Y quizá la siguiente sea la más errónea de todas las interpretaciones que hayáis leído o escuchado nunca, pero este cúmulo de frases, este cúmulo de ideas, no solo parece dedicado a un mero lector, sino también a cualquier escritor o a cualquier otro ser humano que, entre sus anhelos, incluya la aspiración de convertirse en uno. Puede ser el más demente de todos los análisis, pero, para el que lo quiera entender, o imaginar, o inventar, Ende insertó un mensaje cifrado, uno que parece bramar que cada historia la crea una persona y que, gracias a esta, esa historia está allí cada vez que las tapas de un libro son abiertas por manos ociosas y revisadas por ojos inquietos. Y sí, será el más alienado de los exámenes que nunca se le hicieron a dicho párrafo, pero este parece lanzar a los cuatro vientos un reto, desafiando de un modo implícitamente explícito a todo el que lo lee a que engendre y transcriba desde su cerebro al papel todo lo que sea capaz de vertebrar en su imaginación, para demostrar a Bastián de qué manera se ha llegado a conformar esa historia dentro de un libro que, al igual que él hace con su ejemplar de La Historia Interminable, alguien ha de abrir algún día.
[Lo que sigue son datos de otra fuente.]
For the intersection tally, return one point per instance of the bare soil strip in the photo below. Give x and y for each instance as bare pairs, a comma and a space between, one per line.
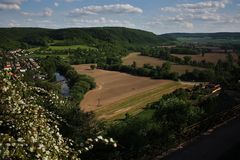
118, 93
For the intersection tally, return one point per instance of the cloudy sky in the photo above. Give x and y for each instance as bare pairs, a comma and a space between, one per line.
158, 16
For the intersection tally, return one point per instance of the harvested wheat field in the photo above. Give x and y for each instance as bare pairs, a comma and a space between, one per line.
209, 57
141, 60
119, 93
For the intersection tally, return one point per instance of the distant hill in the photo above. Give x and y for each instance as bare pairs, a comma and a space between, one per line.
222, 35
223, 39
28, 37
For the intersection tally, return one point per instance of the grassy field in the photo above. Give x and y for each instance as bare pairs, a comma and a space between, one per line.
134, 105
141, 60
209, 57
63, 56
119, 93
70, 47
64, 47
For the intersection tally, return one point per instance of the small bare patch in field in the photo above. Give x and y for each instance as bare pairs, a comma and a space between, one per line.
209, 57
141, 60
Probablemente esta extravagante exégesis tan solo exista dentro de nuestras cabezas; no obstante, no debería resultar extraño que así fuese. Todo ser humano interpreta sus vivencias a través de una perspectiva personal y subjetiva, y que la presentada encima de este último párrafo se manifieste como chocante, si lo pensamos detenidamente, no resulta una gran sorpresa. Para las personas que poseen entre ceja y ceja la ambición de convertirse en escritores, una frase que pregunta “¿Por qué existe esta historia en este libro?” no es raro que reciba la inmediata respuesta de “Porque yo la he puesto ahí”. Por otra parte, Ende estaría de acuerdo. Puede que no en dicha interpretación concreta, pero sí en que otro ser humano, al leer sus letras, las interpretase según su propio punto de vista. ¿Qué otra cosa podría desear un escritor de fantasía sino que sus lectores dejasen volar su imaginación para darle una explicación a lo que leen dentro de sus cabezas? ¿Se podría descifrar el género de la fantasía de algún otro modo? No obstante, al igual que Michael Ende repite tantas veces hasta el mismo final de su novela,

Esa es otra historia y debe ser contada en otra ocasión.